In 2012, several Robeco authors2 found that value stocks tended to have a positive bond beta and usually benefited when yields dropped. This was particularly visible on an annual basis as value stocks typically performed well in the years in which bond yields fell. Furthermore, many of these explanations are also relevant to other factors, most notably low risk. Indeed, low-risk stocks are more ‘bond-like’ in nature, while their high-risk counterparts tend to be more speculative and driven by potential long-term growth considerations.
Therefore, an important question to answer is how stock factor premiums relate to yield changes. Figure 2 illustrates this by showing the t-statistic on the change in bond yields based on 10-year rolling regressions. We observed that the value factor tended to perform better in the months in which yields rose over the full sample period. However, this relationship is highly dynamic as the value factor was not significantly related to changes in bond yields before August 2011, but it became considerably linked in the last 10 years. Thus, the relationship is largely concentrated in the last decade.
Interestingly, other factor premiums also have a dynamic relationship with yield changes, as illustrated in Figure 2. Low risk had a somewhat negative link, albeit limited, as highlighted in earlier publications on the low-risk factor.3 However, this was not uniform over the sample period as the connection was largely absent around the 2000s. Moreover, these sensitivities are less prevalent in our enhanced low-risk portfolios as we account for other factor exposures and explicitly manage interest rate sensitivity.
Momentum was negatively related to yield changes over the full sample period. But similar to value, this effect seemed to be mostly concentrated in the last years of the sample. Finally, quality returns were generally unrelated to yield changes over the entire interval.
Over the full and more recent sample period, we also found that none of the factor premiums had an economically significant exposure to annual yield changes, indicating that any relationship is relatively short-lived. Therefore, we can conclude that most factor premiums do not have a stable or economically material relationship with bond yield changes on an annual basis.
Ultimately, we believe there is a salient takeaway from our analysis. In our view, having exposure to multiple factors in a portfolio does not only diversify individual factor and stock risks, but also factor sensitivities to yield movements as these vary widely across factors and time.

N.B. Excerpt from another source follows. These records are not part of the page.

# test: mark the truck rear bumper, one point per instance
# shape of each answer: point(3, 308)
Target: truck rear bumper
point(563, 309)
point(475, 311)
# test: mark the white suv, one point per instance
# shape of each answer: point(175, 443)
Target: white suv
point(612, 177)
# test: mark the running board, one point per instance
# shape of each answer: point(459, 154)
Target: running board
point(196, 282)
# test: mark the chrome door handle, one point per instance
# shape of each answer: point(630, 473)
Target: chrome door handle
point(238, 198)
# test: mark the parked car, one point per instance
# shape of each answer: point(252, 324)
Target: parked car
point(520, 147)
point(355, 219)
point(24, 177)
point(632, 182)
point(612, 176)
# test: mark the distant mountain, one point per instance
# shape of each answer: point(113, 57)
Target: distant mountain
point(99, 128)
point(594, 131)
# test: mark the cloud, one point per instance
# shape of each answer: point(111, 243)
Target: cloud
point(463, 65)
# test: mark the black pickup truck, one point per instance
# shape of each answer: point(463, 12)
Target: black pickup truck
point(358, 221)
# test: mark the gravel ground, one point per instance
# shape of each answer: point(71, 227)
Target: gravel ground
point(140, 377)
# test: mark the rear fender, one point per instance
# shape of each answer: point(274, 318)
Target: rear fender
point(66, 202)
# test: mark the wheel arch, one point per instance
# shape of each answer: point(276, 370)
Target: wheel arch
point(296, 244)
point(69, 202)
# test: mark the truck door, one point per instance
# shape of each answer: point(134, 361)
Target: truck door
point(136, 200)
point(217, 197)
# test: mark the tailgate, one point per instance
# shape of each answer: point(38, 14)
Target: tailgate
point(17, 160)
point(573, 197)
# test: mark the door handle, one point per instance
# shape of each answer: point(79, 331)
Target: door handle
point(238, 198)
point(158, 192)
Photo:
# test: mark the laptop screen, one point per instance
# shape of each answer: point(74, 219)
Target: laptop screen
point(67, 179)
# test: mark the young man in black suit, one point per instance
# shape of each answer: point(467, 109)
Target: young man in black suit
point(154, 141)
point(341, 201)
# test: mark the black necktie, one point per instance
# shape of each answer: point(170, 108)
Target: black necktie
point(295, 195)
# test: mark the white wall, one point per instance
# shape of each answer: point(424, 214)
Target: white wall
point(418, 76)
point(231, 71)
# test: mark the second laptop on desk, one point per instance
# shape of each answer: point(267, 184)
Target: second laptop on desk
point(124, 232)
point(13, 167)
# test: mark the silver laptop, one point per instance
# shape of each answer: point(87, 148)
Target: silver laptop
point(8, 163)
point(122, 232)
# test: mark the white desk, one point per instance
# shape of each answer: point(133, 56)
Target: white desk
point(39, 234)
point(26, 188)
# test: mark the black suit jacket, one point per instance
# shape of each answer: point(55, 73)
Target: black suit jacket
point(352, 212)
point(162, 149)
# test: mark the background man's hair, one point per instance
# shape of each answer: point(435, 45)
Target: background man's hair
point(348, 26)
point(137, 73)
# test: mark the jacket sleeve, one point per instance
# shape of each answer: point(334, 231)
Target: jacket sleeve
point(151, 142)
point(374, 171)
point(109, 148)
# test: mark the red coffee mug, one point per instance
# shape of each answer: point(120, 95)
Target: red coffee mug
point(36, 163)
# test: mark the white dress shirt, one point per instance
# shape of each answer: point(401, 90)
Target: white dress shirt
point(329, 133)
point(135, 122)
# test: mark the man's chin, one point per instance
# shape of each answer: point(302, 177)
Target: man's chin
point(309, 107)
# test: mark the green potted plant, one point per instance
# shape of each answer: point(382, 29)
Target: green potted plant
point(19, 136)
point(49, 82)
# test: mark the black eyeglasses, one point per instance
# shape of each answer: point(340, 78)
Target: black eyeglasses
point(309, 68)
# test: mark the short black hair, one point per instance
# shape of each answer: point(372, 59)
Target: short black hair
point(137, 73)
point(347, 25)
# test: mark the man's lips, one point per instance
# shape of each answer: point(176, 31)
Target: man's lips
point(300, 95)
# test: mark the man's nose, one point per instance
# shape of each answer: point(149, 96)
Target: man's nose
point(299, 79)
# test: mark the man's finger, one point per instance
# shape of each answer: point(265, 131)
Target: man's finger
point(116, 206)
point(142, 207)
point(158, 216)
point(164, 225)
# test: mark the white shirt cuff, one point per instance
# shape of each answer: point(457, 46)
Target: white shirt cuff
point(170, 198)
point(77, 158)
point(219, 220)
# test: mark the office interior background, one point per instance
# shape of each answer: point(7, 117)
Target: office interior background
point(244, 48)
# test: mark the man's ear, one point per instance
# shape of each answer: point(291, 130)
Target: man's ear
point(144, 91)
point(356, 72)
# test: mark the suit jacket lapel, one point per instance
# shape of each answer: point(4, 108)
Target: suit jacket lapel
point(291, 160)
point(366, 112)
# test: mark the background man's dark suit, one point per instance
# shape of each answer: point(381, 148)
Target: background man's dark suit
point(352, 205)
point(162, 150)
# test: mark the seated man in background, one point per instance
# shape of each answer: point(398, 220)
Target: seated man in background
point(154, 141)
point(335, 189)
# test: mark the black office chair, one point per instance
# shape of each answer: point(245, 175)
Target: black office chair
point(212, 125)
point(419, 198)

1 We define value as in Blitz, D. C., and Hanauer, M. X., January 2021, “Resurrecting the value premium”, Journal of Portfolio Management. More specifically, the enhanced value strategy is based on a composite of book-to-market (R&D adjusted), EBITDA/EV, CF/P, and NPY metrics. Value stocks are sorted into quintile portfolios based on the valuation composite, in a region and sector neutral manner for developed markets and in a country neutral manner for emerging markets. Quintile portfolios are equal-weighted and rebalanced monthly. Our sample comprises the standard MSCI All Countries Index constituents, i.e., large and mid-cap stocks across both developed and emerging markets
2 See: Baltussen, G., Post, T., and Van Vliet, P., February 2009,”Downside risk aversion, fixed income exposure, and the value premium puzzle”, Journal of Banking and Finance 36, p.3382-3398.
3 See: Blitz, B., Van der Grient, B., Van Vliet, P., June 2014, “Interest rate risk in low-volatility strategies”, Robeco article.